Forex market analysis: AUD/USD breaking through 0.633 may trigger a new round of gains

2025-02-05 1914

On Wednesday, February 5th, before the European market opened, the AUD/USD fluctuated slightly around 0.6250. Despite the improvement in Judo Bank's Purchasing Managers' Index (PMI) in Australia, market risk aversion and expectations of a possible interest rate cut by the Reserve Bank of Australia still weigh on the Australian dollar.

Fundamental analysis

Poor performance of Australian economic data

Although the Judo Bank Purchasing Managers' Index (PMI) in Australia has rebounded, the overall economic performance remains relatively weak. In January, Judo Bank's composite PMI in Australia rose from 50.2 in December to 51.1, indicating a moderate increase in private sector activity. Although this increase reflects some growth, the growth rate is still relatively slow. The PMI for the service industry also rose from 50.8 to 51.2, showing an expanding trend for the twelfth consecutive month, indicating stable growth in the service industry. However, the overall growth momentum is still not strong enough to provide significant support for the Australian dollar.

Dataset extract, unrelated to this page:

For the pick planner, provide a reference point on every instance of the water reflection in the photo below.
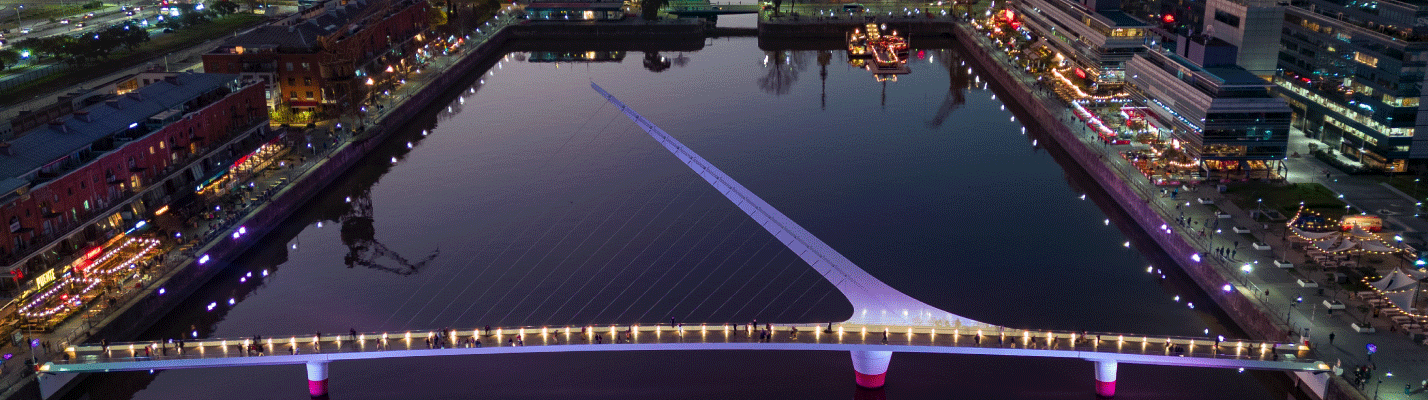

In addition, the market is generally concerned about the policy movements of the Reserve Bank of Australia. Due to the slowdown in economic growth, the Reserve Bank of Australia may further cut interest rates in February to stimulate economic recovery. Since November 2023, the Reserve Bank of Australia has maintained the official cash rate at 4.35% and emphasized that interest rate cuts will only be considered if inflation can "sustainably" return to the target range of 2% -3%. Therefore, the rising expectation of interest rate cuts may further pressure the Australian dollar, especially in the context of increasing global economic uncertainty, and the market demand for high-risk assets may further decrease.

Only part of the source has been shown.